Conozca la marca londinense y sus fundadores nacidos en China.
Descubrimos la marca “Mi Bolsa”, su nombre está en español:
se podría suponer que sus raíces son firmemente europeas. En realidad, la línea de accesorios ha surgido gracias a un feliz choque de culturas entre los hermanos Mikayla y Alex Doo, nacidos en China, y su amor por el diseño londinense y el estilo español.

“Mi hermano Alex y yo venimos de mundos muy diferentes, en cuanto a carreras: yo me dedicaba a las finanzas en Londres, él al desarrollo de centros turísticos en Corea del Sur, pero ambos crecimos en un hogar muy creativo”, dice Mikayla, quien dirige el lado comercial de la marca. “Durante la pandemia me di cuenta de que quería crear algo más personal, algo que conectara a las personas con la cultura y la emoción en lugar de solo otro logotipo en una bolsa”.
Así que, en 2020, Mi Bolsa se hizo realidad.
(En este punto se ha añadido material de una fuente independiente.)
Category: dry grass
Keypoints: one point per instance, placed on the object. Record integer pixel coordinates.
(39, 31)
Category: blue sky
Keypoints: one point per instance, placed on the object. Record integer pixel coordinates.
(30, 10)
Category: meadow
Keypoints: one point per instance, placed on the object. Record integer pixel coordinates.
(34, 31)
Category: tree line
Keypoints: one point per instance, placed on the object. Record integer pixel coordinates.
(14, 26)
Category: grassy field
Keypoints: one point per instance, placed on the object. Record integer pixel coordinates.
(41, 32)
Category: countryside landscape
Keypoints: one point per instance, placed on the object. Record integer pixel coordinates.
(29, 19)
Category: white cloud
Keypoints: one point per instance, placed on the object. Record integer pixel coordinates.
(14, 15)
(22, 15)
La colección se ubica en algún lugar entre la tendencia y la atemporalidad: sus elementos básicos son elegantes bolsas grandes, refinadas bolsas cruzadas y diseños clásicos con asa superior. “Describiría nuestra estética como minimalismo moderno con un toque de calidez”, dice Mikayla. “La influencia londinense mantiene las cosas elegantes y estructuradas, mientras que el lado español aporta vitalidad y alegría. Lo que es realmente importante para nosotros es que nuestras piezas se sientan actuales, pero también están diseñadas para ser atemporales: bolsas que querrás usar temporada tras temporada».

El elemento atemporal es solo una de las formas en que Mi Bolsa invita a sus clientes a comprar de manera consciente: también es estricta cuando se trata de la adquisición de la piel. Los fundadores tomaron la decisión de adquirir solo piel de curtidurías con certificación de oro de Leather Working Group, aunque Mikayla admite que el proceso fue una pronunciada curva de aprendizaje.
“Siempre había sido una ferviente admiradora de las bolsas, pero nunca había investigado de dónde venía realmente la piel o qué tan grandes podían ser las diferencias ambientales de una curtiduría a otra”, dice.
“Cuando decidimos desarrollar Mi Bolsa, me puse a investigar: hablé con proveedores, visité fábricas, leí sobre los estándares de la industria e incluso consulté con expertos en sostenibilidad. El proceso fue revelador. Aprendí cómo la trazabilidad crítica y las certificaciones no solo son para la calidad del producto, sino también para el medio ambiente y las personas detrás de la artesanía”.
Y agrega: “Finalmente elegimos trabajar de manera exclusiva con curtidurías con certificación oro de LWG. Para nosotros, esa certificación no era negociable, significaba que la curtiduría había sido auditada de forma independiente para determinar su desempeño ambiental y sus prácticas éticas. Sin embargo, más allá del papeleo, visitamos y conocimos a los equipos nosotros mismos. Queríamos socios que compartieran nuestros valores de transparencia y respeto por el oficio. Estas curtidurías nos brindan el equilibrio que buscábamos: pieles maravillosamente suaves y duraderas, pero producidas de una manera responsable y con visión de futuro”.

Hoy, Mi Bolsa prospera. Hace poco, la marca abrió su tienda insignia de Londres en Westfield White City, con colecciones líderes en ventas como “London” y “Mónaco” que desaparecían de los estantes, y su servicio de fabricación de bolsas a la medida también es popular.
“De cara al futuro, nos estamos expandiendo aún más en Londres, con la vista puesta en Covent Garden y King’s Road, y también estamos trabajando en algunos proyectos internacionales muy interesantes en Asia”, dice Mikayla. “En un futuro cercano, también exploraremos el calzado, ello se siente como una extensión muy natural de lo que hacemos. Será un capítulo realmente emocionante para Mi Bolsa”.